Accidents vasculaires cérébraux Temps [min]
1 – 25 7 – 7,5
26 à 50 5 à 5,5
51 à 75 5 à 5,5
76 à 100 5 à 5,5
Durée totale : 22 – 24 min

Tableau 1 : protocole d’homogénéisation. Le protocole d’homogénéisation de la rectifieuse de tissu de Potter-Elvehjem pour homogénéiser 10 g de cortex frontal humain à une vitesse d’homogénéisation de 50 tr/min. Notez que les premiers coups de plusieurs nécessitent un délai supplémentaire pour homogénéiser les tissus hachées. Après cette homogénéisation initiale, chaque trait est de 12 s en durée (6 s de mouvement à la baisse, 6 s pour les déplacements vers le haut). Ainsi, après l’homogénéisation initiale, 5 traits peuvent être accomplis en 1 min, soit 25 coups en 5 min.
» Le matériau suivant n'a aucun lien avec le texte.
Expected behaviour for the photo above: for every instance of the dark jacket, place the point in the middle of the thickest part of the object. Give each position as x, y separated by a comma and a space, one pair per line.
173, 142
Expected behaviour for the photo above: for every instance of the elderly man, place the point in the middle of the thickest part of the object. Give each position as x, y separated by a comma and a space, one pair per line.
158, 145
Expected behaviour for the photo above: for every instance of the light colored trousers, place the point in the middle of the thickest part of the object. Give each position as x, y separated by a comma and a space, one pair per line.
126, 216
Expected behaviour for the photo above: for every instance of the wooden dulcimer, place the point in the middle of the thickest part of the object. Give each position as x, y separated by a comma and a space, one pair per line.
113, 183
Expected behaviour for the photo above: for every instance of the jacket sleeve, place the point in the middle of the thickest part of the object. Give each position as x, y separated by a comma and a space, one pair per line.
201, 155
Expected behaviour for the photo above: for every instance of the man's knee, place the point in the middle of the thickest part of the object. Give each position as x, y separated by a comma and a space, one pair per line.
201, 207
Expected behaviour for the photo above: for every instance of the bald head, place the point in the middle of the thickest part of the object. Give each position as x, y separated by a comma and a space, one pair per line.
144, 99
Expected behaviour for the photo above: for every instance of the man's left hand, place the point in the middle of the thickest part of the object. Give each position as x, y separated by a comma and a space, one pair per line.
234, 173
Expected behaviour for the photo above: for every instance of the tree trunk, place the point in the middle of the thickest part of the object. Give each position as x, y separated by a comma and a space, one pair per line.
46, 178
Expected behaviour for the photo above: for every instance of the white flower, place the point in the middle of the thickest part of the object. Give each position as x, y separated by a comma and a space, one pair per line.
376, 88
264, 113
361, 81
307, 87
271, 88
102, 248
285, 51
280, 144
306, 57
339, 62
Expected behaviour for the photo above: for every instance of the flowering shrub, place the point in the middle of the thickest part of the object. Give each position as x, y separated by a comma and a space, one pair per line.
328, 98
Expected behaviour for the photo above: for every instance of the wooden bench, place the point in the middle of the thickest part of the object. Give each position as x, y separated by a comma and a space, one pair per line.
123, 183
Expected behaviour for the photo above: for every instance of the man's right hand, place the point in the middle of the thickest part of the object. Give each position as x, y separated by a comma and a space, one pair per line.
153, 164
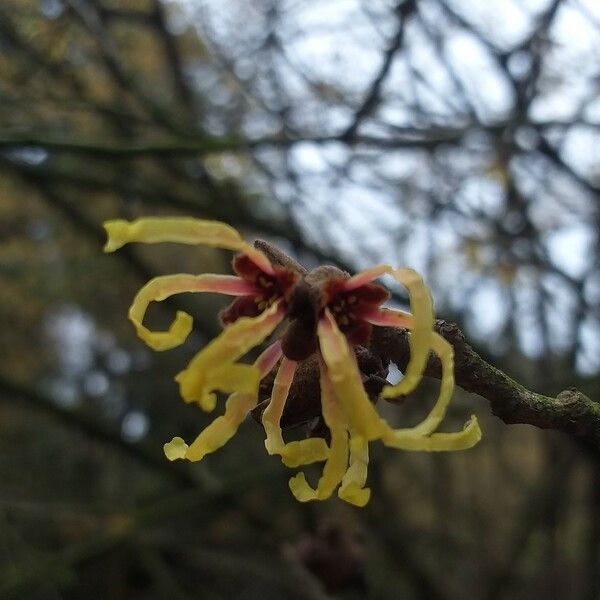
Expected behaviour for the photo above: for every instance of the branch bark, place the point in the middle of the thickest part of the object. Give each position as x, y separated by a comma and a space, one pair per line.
571, 411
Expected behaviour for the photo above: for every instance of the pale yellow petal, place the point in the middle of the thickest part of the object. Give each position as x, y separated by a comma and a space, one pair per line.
293, 454
213, 367
421, 306
160, 288
182, 230
352, 489
337, 461
175, 449
343, 371
223, 428
438, 442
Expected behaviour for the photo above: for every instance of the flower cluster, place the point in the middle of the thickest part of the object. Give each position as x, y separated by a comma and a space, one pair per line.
325, 318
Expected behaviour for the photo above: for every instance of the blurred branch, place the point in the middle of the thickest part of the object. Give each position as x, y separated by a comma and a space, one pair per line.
24, 396
570, 411
123, 528
420, 138
403, 10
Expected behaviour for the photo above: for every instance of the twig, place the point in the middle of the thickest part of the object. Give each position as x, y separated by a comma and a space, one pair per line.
571, 411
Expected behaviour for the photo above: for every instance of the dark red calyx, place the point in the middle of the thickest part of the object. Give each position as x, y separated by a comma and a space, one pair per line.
269, 287
349, 307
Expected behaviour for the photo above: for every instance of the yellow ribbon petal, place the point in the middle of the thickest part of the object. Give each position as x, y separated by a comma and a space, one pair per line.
223, 428
182, 230
345, 377
213, 367
337, 461
293, 454
352, 489
161, 288
439, 442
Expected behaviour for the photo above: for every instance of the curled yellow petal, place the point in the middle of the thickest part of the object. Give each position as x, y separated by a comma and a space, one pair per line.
421, 305
438, 442
214, 367
223, 428
182, 230
346, 380
293, 454
175, 449
160, 288
337, 461
352, 489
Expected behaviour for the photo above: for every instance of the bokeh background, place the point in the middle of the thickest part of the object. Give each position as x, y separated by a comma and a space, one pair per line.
457, 137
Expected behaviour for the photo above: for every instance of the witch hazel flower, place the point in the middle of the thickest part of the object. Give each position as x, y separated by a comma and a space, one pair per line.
318, 322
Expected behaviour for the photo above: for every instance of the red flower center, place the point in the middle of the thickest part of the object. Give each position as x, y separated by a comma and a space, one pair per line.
348, 307
269, 287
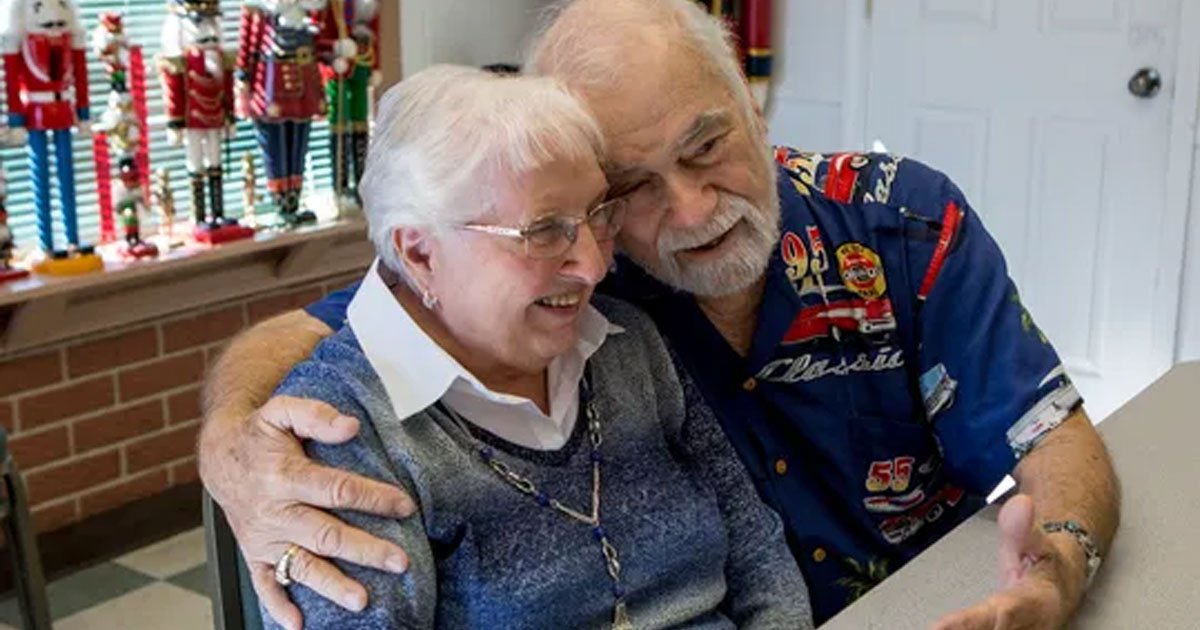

Problème Cause potentielle Solution
Aucune granule capillaire 1) concentration de Ficoll incorrecte 1) ajuster la concentration de Ficoll
2) Vitesse de centrifugation incorrecte 2) régler la vitesse de centrifugation
3) incorrecte vitesse d’accélération ou de décélération 3) régler la vitesse d’accélération ou de décélération
Faible rendement capillaire 1) méninges bloquant les étapes de filtration 1) retirer tous les méninges avant la filtration
2) trop de capillaires perdus au cours de la procédure d’isolement 2) calculer la concentration du tampon correctement, rincer les pointes de pipette
3) lavage capillaires hors PluriStrainer filtres ne suffisait pas 3) Retournez filtres et inspecter soigneusement pour les capillaires (microscope à utiliser)
4) les bulles excès au cours de la resuspensions 4) pipette lentement pour éviter les bulles
Capillaires non viables 1) intervalle de prolongé post-mortem 1) réduire les intervalles si possible ou utilisons cerveau gelé clin d’oeil
2) utilisation congelés de tissu pour l’isolement 2) utiliser les tissus frais
3) moment de la procédure d’isolement trop long 3) optimiser le flux de travail
4) équipement/tampons n’ont pas été entretenus sur la glace lors de la procédure d’isolement 4) garder le matériel et tampons sur la glace lors de l’isolation

Tableau 2 : dépannage des problèmes courants. Une liste des erreurs et des problèmes qui se produisent au cours de la procédure d’isolement et comment ils peuvent être résolus plus courants.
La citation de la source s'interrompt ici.